Monday, January 19, 2009

Plots that turn your heroes into idiots

I once wrote a rather bad Doctor Who novel called The Domino Effect. [Actually, I wrote it four times in an arse-about-face kind of way, but that's another story.] It had some good stuff in it, some well researched moments and the central premise was interesting. But the plot required one of my heroes to act like an idiot, stumbling about in stupid ways to enable events to incur as and when I wanted. This was a mistake and the book sucked as a consequence.

At the weekend I watch an episode of TV drama that did much the same thing. Two heroes got lured into an incredibly slow death trap, believing it to be the location of their enemy. Why did they go there? The mentor character wanted revenge against an enemy who killed the mentor's beloved years earlier. Once trapped, the villain stood on a grille directly above the heroes and monologued at them for a while. [Did the writers not see The Incredibles?]

All through the scene, the heroes make no attempt to hurt the villain. Who goes on a revenge trip, hunting their mortal enemy, and doesn't take a gun? Idiots, that's who. Meanwhile the villain has left a time bomb at the heroes' secret HQ - and set the countdown to 50 minutes. 50 minutes! Why not ten minutes? 25? Having done that, the villain walks out - leaving the HQ front door open. Why? So the young hero's best mate can get inside later.

She arrives with 13 minutes still left on the countdown. Does she evacuate the HQ? No. Does she carry the bomb to the nearby Thames and drop it in the river? No. She reads books, looking for a page on defusing bombs. As you do. The good news is she defused the bomb with two seconds to spare, and found time to help rescue the others heroes from the incredibly slow death trap. And I resisted the urge to throw my remote through the TV screen.

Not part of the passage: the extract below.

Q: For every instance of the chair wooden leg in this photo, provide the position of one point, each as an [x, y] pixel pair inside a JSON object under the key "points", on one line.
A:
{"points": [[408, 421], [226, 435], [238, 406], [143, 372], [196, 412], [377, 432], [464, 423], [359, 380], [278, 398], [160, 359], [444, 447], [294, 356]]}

This episode did have something to say. It was all about the nature of heroism, the sacrifices you must make to follow the right path. It was about balance the needs of those you love and doing the right thing. All good thematic material, but buried under a plot that propelled logic through the nearest window. Having done the same thing myself, I know how easy it is to write this kind of story - and how frustrating the results.

5 comments:

Adaddinsane said...

You saw it too then. I also wrote a blog about it. I was slightly more scathing and named names.

There goes my career in TV.

DraconianOne said...

Glad you named it, Aladdin. Didn't see it but might do now just for educational reasons.

DraconianOne said...

D'oh! Adaddin*

Anonymous said...

I always think the most frustrating dereliction of logic in TV drama is where one character withholds a piece of information, or an emotional truth, from the other. Continuing drama often does this, often stringing out long storylines for days or weeks. I rewatched series six of The Shield the other week - brilliant stuff, and all of it propelled forward by characters telling each other exactly what they think.

Anonymous said...

Hate to say I watched it after watching the previous week, in some vain hope things may improve.

Hmm...dynamite, electronic timer, shall I just pull the fuse out? No, where's that complicated book on a subject of which I have no prior knowledge?